L'expérience montre que ce qu'on apprend aux jeunes et aux adultes, sur les sacrements en particulier, ne sert à rien. Ils ne comprennent pas plus, ils n'ont pas envie de continuer à se faire bourrer le crâne avec des informations qui ne collent en rien à leurs vies et dès que leur cheminement d'initiation est supposément terminé avec la confirmation, on ne les revoit plus.
Pour ma part, si mon souvenir est juste, j'ai commencé à aller à la messe pas mal à tous les dimanches à partir de l'âge de 5 ans. Alors quand j'ai fait ma première communion à 8 ans, je saisissais bien quand mon enseignante (ça se faisait à l'école dans ce temps-là), me disait que l'eucharistie était un repas, un rassemblement de la famille chrétienne, etc... Je le saisissais parce que j'avais environ 150 messes dans le corps! J'avais vu des gens rassemblés, j'avais vu des gens manger, j'étais salué, aimé, reconnu. Je me sentais "de la gang". Mes grands-parents, mes oncles, mes tantes, mes parents, mes frères plus tard, mes voisins et voisines, le curé, je pouvais nommer presque tout le monde présent à l'eucharistie du dimanche avec moi. Je les aimais et je me sentais aimé par eux et elles. Quand mon père a cessé de s'asseoir avec moi pour retourner passer la messe debout à l'arrière avec ses frères, beaux-frères et amis (et fumer dehors à l'homélie?!), j'ai continué à y aller, avec mes grands-parents puis seul avec un de mes frères. Dans ce temps-là, on m'expliquait ce qu'on voulait, j'étais intéressé à le savoir car je vivais un tas de choses qui m'intriguaient mais ne comprenais pas tout.

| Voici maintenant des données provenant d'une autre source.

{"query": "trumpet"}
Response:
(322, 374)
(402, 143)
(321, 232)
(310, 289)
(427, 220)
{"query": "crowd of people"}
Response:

Maintenant, c'est autre chose.
Les jeunes qui font leur première communion n'ont pas d'expérience de l'eucharistie. Ils y sont allés deux ou trois fois pour des funérailles ou la première communion d'un frère plus vieux. C'est pas mal tout. Et je n'exagère pas. Quelques-uns y sont allés plus souvent, beaucoup d'autres y sont allés moins. Leur souvenir de ces rassemblements est très vague. Alors leur dire que l'eucharistie est un repas, un rassemblement de la famille chrétienne, une occasion de rencontre avec le Seigneur... Ils n'ont rien vécu de tout ça. Oui, ils ont vu des gens manger quelque chose, de loin, mais ça n'a aucun rapport avec leur expérience de ce qu'est un repas. Ils ont vu un rassemblement de personnes, mais dire que c'est la "famille chrétienne" qui se rassemblait équivaut à leur apprendre que quand on se rassemble un tas de personnes qui ne vivons rien ensemble pour célébrer un rite de passage de quelques personnes une fois de temps en temps, c'est ça la communauté chrétienne. Alors ils retiennent ça, veulent ça pour eux quand le temps sera venu, vont le vouloir à nouveau, peut-être, quand ils se marieront et voudront faire baptiser leurs enfants, expliqueront ça à leurs enfants et on aura perpétué la fausse image que l'Église c'est une compagnie qui organise de supers beaux rites de passage dans une super bâtisse au centre de notre village, pour pas trop cher. Elle a juste le défaut que pour chaque rite, elle a des exigences tannantes mais bon, on s'en accommode le temps que ça dure et on s'en balance quand nous avons eu ce que nous voulons...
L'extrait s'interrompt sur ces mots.